Developed over the past five years by international theatre director Gale Edwards and composer George Palmer, the production was taken on by State Opera of South Australia Chief Executive and Artistic Director Timothy Sexton and will be staged in May.
Cloudstreet is 100 percent opera
“Timothy is an innovative thinker and has taken the risk on a brand new work,” says Gale Edwards, who laboured over the adaptation of the novel for three years before it was picked up by Sexton in her hometown of Adelaide.
Edwards says that marrying the colloquial Aussie novel with an art form traditionally viewed as more formal is an excellent way to attract new audiences to the theatre.
“Cloudstreet is essentially the story of the little Aussie battler and making it into an opera will invigorate opera and make it accessible to new generations,” says Edwards.
Cloudstreet, published by Tim Winton in 1991, explores family relationships by chronicling the lives of two working class Australian families who come to live together at One Cloud Street in a suburb of Perth in Western Australia, the state Tim Winton grew up in.
Edwards said that the iconic novel, one that Australian students study in high school, was perfect for an opera because it is an epic drama with a mythological aspect that lends itself well to the stage.

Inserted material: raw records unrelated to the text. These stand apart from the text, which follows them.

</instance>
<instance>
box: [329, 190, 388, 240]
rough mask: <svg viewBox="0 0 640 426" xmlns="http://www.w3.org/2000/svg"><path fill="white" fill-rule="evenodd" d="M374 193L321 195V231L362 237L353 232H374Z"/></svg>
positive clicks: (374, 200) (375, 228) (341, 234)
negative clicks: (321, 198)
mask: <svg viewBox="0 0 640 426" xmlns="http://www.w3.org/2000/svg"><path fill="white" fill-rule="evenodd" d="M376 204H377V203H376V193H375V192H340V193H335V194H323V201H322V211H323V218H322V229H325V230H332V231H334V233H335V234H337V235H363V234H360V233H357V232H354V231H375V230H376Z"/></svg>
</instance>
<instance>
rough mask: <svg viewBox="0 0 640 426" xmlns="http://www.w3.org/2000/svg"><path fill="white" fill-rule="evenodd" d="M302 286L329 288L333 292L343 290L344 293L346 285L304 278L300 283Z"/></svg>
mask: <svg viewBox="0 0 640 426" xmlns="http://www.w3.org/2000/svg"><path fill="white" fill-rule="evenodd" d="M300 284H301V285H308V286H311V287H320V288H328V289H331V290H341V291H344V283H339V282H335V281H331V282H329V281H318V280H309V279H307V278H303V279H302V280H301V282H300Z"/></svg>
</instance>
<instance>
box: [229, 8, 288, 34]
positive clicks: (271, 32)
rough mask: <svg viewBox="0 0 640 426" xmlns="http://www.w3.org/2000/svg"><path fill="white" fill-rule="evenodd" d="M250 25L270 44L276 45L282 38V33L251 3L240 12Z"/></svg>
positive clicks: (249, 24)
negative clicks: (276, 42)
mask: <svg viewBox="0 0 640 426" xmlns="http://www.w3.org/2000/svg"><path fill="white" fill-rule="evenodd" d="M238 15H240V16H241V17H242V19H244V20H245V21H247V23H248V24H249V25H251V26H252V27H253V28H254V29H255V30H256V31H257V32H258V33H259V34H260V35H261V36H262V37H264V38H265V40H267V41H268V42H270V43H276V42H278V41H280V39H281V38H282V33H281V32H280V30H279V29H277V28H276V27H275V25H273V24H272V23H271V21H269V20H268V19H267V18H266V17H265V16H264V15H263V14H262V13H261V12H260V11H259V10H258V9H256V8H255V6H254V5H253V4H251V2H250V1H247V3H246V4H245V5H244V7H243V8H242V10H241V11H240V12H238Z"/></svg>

The popularity of the story – it has been made into a successful stage play and television miniseries – may be key to attracting new audiences and bolstering sales.
According to an Australian government review of opera in the country, attendances at opera between 2007 and 2010 declined by 36 percent and revenue took a 15 percent hit.
To counter the slide in mainstage opera attendance, opera companies have stuck to performing popular classics as well as branching into musicals and other forms of theatre.
“Companies become conservative when faced with falling revenue and government funding cuts,” says Edwards. “So it is brave of Timothy to stage this new opera.”
Edwards says the new work is 100 percent opera, with no dialogue and features many lyrics straight from the book.
“We’ve got characters singing lines like ‘Shit! Look over there’,” says Edwards. “This is not like anything else, it’s totally unique and fresh and that’s the reason for doing it.”
The rest of the State Opera of South Australia’s 2016 season takes in classics such as The Magic Flute, Tosca and a Puccini Spectacular and includes Ngurunderi Inspirations and Innocence, two other new productions the company developing.